Hypostomus kopeyaka

Scientific classification
- Domain: Eukaryota
- Kingdom: Animalia
- Phylum: Chordata
- Class: Actinopterygii
- Order: Siluriformes
- Family: Loricariidae
- Genus: Hypostomus
- Species: H. kopeyaka
- Binomial name: Hypostomus kopeyaka P. H. Carvalho, F. C. T. Lima & Zawadzki, 2010

= Hypostomus kopeyaka =

- Authority: P. H. Carvalho, F. C. T. Lima & Zawadzki, 2010

Species of catfish

Hypostomus kopeyaka is a species of catfish in the family Loricariidae.
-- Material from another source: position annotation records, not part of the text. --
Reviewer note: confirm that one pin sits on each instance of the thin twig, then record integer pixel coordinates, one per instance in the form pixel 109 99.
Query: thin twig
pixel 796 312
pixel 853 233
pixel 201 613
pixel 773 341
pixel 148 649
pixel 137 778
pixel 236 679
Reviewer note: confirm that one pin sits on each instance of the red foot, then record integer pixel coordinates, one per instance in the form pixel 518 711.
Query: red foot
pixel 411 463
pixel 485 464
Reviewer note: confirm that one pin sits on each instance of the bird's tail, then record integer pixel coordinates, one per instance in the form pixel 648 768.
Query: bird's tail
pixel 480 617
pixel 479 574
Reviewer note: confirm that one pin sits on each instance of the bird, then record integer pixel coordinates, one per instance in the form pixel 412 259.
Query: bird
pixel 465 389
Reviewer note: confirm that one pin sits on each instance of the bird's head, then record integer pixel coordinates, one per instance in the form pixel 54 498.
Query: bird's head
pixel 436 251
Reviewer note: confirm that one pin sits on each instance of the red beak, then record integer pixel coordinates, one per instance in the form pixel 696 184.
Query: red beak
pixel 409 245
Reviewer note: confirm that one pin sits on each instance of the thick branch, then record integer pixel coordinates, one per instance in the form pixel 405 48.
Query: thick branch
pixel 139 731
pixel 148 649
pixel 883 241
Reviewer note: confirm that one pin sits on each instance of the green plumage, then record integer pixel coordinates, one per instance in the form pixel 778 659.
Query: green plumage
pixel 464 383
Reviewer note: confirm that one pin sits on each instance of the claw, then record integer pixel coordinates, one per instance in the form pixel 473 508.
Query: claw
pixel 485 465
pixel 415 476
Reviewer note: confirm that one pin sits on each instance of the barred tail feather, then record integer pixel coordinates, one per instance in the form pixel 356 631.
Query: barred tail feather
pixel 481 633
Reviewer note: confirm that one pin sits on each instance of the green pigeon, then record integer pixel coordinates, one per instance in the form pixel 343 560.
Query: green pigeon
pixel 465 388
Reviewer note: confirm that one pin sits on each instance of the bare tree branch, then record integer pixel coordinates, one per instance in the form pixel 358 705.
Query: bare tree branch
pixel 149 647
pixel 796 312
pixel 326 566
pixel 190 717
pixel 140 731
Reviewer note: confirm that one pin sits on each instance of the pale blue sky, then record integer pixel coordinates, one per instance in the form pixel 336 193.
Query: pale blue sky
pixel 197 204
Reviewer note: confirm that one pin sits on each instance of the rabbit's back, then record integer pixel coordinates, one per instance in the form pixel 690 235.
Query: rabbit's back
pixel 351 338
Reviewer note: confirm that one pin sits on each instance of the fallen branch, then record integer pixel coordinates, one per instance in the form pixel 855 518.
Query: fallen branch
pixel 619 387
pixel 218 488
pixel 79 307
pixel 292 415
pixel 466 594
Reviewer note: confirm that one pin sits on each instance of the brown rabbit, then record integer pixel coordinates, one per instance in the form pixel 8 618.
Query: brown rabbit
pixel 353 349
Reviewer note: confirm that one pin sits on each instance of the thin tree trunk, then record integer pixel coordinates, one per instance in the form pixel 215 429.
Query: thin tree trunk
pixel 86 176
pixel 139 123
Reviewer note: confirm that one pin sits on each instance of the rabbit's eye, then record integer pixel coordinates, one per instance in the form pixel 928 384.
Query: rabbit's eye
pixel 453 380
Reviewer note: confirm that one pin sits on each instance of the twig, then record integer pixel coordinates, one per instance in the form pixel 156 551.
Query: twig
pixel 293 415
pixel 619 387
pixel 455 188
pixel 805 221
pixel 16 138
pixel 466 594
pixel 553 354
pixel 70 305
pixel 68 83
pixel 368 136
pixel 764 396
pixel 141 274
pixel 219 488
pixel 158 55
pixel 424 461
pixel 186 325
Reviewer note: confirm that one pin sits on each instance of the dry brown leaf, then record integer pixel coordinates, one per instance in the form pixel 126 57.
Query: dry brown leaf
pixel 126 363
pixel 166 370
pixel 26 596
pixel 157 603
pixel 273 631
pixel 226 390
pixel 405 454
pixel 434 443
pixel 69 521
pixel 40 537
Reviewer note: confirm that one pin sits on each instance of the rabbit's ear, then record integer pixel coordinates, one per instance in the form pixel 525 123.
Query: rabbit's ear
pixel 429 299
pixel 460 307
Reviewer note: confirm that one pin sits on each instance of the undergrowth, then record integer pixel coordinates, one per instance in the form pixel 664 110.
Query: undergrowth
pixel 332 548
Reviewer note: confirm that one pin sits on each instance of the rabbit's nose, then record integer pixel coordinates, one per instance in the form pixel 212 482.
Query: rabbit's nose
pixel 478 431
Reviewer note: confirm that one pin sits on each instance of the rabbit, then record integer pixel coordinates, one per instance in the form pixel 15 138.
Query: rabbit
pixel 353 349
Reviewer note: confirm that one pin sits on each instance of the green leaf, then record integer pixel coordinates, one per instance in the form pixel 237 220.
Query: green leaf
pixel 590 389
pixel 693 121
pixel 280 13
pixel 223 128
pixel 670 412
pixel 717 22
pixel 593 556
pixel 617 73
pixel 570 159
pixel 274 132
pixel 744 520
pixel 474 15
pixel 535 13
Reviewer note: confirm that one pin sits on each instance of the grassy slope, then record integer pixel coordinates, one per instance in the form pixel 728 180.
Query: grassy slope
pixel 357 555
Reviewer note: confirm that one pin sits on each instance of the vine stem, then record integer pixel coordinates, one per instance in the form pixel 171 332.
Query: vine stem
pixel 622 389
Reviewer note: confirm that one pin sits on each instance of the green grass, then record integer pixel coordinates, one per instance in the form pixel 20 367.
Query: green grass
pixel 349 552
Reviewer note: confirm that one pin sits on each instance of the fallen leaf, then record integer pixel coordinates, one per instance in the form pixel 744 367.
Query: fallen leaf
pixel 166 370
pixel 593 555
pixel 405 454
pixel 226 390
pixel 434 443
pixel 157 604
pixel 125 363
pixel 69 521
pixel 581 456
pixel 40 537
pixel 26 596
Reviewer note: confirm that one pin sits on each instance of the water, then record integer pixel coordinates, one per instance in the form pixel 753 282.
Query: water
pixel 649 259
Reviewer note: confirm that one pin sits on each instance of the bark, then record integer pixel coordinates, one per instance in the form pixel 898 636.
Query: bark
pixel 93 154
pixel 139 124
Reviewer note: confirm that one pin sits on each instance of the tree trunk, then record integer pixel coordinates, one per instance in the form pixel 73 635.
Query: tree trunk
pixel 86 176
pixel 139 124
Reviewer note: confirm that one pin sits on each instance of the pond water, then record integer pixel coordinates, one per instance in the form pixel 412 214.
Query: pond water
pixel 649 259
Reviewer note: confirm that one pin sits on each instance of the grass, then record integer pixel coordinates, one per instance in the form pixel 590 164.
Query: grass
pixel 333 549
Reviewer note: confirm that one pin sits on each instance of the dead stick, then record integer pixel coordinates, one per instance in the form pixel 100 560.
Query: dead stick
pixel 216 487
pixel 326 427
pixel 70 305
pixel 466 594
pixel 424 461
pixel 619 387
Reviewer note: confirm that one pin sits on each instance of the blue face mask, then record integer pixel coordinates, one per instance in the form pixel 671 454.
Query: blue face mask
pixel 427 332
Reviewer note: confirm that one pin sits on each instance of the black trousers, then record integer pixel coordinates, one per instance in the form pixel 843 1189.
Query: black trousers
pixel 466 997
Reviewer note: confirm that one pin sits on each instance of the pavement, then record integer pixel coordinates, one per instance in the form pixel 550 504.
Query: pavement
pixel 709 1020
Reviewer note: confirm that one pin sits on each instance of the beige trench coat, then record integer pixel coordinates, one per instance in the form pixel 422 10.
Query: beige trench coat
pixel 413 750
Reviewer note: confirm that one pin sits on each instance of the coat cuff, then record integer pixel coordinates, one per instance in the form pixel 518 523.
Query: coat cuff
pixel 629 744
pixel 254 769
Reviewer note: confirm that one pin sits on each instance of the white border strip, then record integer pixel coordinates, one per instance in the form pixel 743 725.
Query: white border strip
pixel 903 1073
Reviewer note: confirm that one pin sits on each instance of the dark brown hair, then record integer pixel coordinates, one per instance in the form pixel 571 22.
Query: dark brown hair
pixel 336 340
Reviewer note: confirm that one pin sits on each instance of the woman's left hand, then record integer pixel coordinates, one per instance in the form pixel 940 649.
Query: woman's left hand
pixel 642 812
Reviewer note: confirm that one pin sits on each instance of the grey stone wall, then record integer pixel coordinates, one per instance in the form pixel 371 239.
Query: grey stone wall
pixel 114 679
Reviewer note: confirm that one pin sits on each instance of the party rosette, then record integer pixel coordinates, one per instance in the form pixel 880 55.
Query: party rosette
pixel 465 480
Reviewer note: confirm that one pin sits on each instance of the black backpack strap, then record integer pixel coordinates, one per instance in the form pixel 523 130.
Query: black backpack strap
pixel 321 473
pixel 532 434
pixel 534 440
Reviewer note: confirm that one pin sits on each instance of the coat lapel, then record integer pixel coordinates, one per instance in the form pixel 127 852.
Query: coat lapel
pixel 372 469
It is native to South America, where it occurs in the basin of the Tiquié River, a tributary of the Vaupés River, which is itself a tributary of the Rio Negro, in Brazil, although it has also been reported from Vaupés Department in Colombia. It generally occurs in rapids, cataract pools, and slow-flowing portions of the Tiquié and some of its large tributaries. The species reaches 22.6 cm (8.9 inches) in standard length and is believed to be a facultative air-breather.

==Etymology==
Its specific epithet, kopeyaka, refers to its common name in the Tuyuca and Tucano languages, kope ya’ka, reportedly meaning "pleco from the holes", in reference to the species' tendency to hide in holes in the river bank.